Alex Bosworth said...

I think the key is that users should be in control of how personalized advertisements are, based on how much information they reveal publicly.

There is a difference between our public and private sources of information, and while it's an invasion of privacy to advertise based on information we think of as secret, it's great to receive advertisements based on information we share publicly.

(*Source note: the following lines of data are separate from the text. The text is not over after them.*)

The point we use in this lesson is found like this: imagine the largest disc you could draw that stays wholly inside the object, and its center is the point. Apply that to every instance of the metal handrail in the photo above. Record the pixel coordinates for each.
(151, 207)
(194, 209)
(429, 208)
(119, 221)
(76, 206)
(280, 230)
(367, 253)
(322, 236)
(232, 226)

If someone at a convention came up to me and said, "hey Alex, I read your blog, you'd really be interested in this Ajax project I'm working on.", I would be pleased as punch. If that same person said, "I read in your email to your friend that you were thinking of going to California, why not come to my place while you are down here." I would be freaked out and run away.

Maarten said...

Generic advertising isn't all that interesting and is easy to ignore. Well targeted advertising would be far more distracting. That's not a benefit in my mind when I'm trying to get work done.

Friends 360 said...

Personalization in advertising can be useful in a way that a consumer decides in what way he wants products and brands to reach him. Users will be able to clearly define what they get bugged with and what they like. I think thru personalized approach services and brands will be able to exactly identity curve in trends and market movements. It will be definitely useful as advertisements thrown to the consumer can be filtered out by him because of the filters he can predefine.